Student seeking job opportunities in the present are looking to the past. For the first time in 15 years, openings for history professor positions in 2004-2005 exceeded the number of doctorate degrees awarded, according to Perspectives, the American Historical Association magazine.
The increase in available jobs is a result of the baby-boomer generation that created the need for more classrooms and teachers in the 1950s and 1960s, said Ken Stevens, the history department chairman.
Now the children of baby boomers are in college so that leads to the need for more professors, Stevens said.
“A lot of historians are drawn to teaching,” Stevens said, “because it’s a profession that allows them to continue to engage in something they love doing and to communicate with others.”
The vast majority of history graduates teach at four-year colleges, and these are the positions that are becoming available, said Peter Worthing, director of the history graduate program at TCU.

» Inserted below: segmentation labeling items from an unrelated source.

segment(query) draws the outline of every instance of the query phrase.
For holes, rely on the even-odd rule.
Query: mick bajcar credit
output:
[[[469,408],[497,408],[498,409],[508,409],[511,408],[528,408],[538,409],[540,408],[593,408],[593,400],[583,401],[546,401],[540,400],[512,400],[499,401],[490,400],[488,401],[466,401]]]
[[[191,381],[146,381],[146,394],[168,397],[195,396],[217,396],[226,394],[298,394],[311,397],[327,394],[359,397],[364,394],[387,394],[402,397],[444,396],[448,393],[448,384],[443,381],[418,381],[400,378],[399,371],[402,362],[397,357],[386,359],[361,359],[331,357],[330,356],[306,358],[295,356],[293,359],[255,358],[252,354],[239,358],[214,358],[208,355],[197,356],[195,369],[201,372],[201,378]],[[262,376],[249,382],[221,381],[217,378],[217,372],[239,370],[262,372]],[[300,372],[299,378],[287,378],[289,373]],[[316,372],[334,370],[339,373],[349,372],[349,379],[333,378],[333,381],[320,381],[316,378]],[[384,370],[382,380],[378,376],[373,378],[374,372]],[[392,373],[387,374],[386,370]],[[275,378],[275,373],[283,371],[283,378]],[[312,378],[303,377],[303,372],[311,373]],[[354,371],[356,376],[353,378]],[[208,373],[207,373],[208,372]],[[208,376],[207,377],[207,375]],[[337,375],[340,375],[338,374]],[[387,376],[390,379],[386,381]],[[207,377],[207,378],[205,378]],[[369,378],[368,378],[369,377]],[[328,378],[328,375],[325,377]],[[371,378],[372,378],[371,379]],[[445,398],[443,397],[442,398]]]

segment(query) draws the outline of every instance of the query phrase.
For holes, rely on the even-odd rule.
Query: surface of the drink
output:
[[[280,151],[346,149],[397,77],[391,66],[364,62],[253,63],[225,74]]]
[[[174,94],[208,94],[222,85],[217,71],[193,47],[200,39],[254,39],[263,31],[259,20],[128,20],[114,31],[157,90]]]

TCU granted three history doctorate degrees and eight history master’s degrees last year – which is typical, Worthing said.
In 1985, there were about 450 college and university positions available for historians, and there were about 550 doctorate degrees granted that year, according to AHA. In 2004-2005, there were about 950 job openings for history professors and about 840 doctorate degrees granted, according to the AHA study.
Dana Cooper is working on her doctorate in history at TCU and said she is hoping to teach at a four-year college or university after graduation.
Cooper said the job market for historians is competitive because there are so many students seeking history doctorate degrees in the United States, concentrating on American History, which she is studying.
According to the Chronicle of Higher Education Web site, Africa had the greatest increase for history jobs in 2004-2005 at 92 percent. North America had a 9 percent increase.